Looking out through 2022, which currencies will be most negatively impacted by rising interest rates, and which currencies do we favour in this environment? I think the best place to focus is in the developed markets. And the currency that we think will likely be most negatively impacted by rising rates is the Euro. It’s really straightforward why we think that if you compare what the Federal Reserve in the U.S. or the Bank of Canada is trying to do with what the European Central Bank is expected to do.
For the Fed and the Bank of Canada, they’re clearly laying out a path to higher interest rates. And so they’re withdrawing a lot of the policy stimulus that they introduced into economies in the immediate aftermath of the March 2020 Covid shock. In Europe, the situation is very different. The European Central Bank, we think, will not be raising interest rates certainly through the whole of 2022, and probably through much of 2023 as well.
That really reflects differences in economic conditions. The underlying growth of the European economy in particular remains a lot weaker. The risk of inflation pressures becoming entrenched in the European economy are relatively low. Whereas in the U.S. and Canada, central banks are proactively raising interest rates, or have indicated that they will be raising interest rates, to ensure that that inflation pressure does not get embedded into the broader economy. That difference in interest rates is really important. And with the European Central Bank very unlikely to raise rates for a long time, it suggests that the Euro is vulnerable. That’s our main pick for currencies to be most negatively impacted through 2022 by the outlook for interest rates across a wide set of countries.
In terms of the currencies we like, we try to focus on long-term fundamentals. Which currencies have got the most attractive long-term fundamentals by this I mean, productivity growth, strong balance of payments, low debt rates, and fundamentals very similar to that? If you do that analysis, you tend to find that most of the attractive currencies remain in the emerging markets. Names such as the Indian rupee or the Indonesian rupiah. Those would be the currencies from a long-term perspective that we like.

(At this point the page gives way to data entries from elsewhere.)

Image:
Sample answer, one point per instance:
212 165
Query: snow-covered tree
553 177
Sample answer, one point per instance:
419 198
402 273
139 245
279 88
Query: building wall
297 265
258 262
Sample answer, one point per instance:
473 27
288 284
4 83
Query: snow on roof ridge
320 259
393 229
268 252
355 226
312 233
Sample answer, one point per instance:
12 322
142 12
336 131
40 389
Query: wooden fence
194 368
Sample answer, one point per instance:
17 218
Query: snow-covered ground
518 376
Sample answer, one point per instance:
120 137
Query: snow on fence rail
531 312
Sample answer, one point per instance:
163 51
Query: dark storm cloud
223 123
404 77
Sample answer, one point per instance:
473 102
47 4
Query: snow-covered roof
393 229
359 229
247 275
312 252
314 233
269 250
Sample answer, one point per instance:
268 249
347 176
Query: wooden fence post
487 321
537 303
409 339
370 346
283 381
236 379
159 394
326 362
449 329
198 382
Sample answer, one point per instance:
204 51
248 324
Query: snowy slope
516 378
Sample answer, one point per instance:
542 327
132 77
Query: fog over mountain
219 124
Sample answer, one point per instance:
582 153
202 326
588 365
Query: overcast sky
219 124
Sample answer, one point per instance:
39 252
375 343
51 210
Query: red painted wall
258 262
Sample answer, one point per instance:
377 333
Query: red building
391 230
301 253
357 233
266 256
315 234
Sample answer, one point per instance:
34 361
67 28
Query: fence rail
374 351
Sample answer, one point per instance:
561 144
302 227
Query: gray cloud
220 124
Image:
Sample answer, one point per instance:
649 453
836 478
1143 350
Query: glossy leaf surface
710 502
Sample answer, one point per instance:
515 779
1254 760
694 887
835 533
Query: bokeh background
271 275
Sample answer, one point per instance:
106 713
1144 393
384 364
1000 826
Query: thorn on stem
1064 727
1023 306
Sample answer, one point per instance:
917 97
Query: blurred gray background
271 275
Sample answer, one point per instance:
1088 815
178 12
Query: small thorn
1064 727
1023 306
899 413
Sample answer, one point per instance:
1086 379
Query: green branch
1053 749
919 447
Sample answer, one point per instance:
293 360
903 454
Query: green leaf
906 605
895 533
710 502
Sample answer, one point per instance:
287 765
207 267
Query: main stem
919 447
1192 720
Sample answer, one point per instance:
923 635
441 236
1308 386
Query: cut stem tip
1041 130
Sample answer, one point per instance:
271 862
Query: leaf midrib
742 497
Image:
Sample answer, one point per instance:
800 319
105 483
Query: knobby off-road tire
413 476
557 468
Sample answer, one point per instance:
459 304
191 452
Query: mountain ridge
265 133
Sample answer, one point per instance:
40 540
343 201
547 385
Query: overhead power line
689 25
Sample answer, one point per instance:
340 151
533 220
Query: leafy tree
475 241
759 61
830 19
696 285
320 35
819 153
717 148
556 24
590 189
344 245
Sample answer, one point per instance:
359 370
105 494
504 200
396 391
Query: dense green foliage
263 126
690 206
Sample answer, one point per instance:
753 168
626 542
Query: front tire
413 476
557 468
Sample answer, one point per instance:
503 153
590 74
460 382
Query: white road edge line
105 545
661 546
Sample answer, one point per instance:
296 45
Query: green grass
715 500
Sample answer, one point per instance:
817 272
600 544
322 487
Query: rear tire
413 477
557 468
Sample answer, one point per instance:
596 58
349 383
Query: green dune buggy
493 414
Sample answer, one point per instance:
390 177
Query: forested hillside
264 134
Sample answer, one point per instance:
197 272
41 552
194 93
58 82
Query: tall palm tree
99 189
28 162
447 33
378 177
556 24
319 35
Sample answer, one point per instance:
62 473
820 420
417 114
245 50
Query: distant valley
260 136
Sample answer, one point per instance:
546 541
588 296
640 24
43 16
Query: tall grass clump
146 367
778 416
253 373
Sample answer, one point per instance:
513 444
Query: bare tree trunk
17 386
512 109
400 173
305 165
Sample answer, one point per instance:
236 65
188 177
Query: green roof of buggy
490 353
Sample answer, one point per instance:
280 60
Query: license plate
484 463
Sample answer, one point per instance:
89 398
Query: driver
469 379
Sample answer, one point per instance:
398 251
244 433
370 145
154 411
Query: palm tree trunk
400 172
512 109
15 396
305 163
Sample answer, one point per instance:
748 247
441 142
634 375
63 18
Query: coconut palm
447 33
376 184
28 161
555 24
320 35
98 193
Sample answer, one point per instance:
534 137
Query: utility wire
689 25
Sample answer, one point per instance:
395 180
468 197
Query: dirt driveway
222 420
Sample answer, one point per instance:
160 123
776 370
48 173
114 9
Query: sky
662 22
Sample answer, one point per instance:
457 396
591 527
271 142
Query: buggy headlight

In the very short-term, the next few months with the Fed raising rate and the markets trying to digest how much rates will go up in the U.S., there’s quite a good possibility that the U.S. dollar will find some support in the early months of 2022. But once that digestion of information is complete, you’ll be left with a U.S. dollar that looks expensive and does not have attractive fundamentals. Early in 2022, the dollar might find a bid particularly again against the Euro. The Yen, for instance. But as we get into the second half of 2022, the U.S. dollar looks much less attractive. And again, we concentrate on long-term, fundamentally attractive currencies, and many of those are in the emerging markets.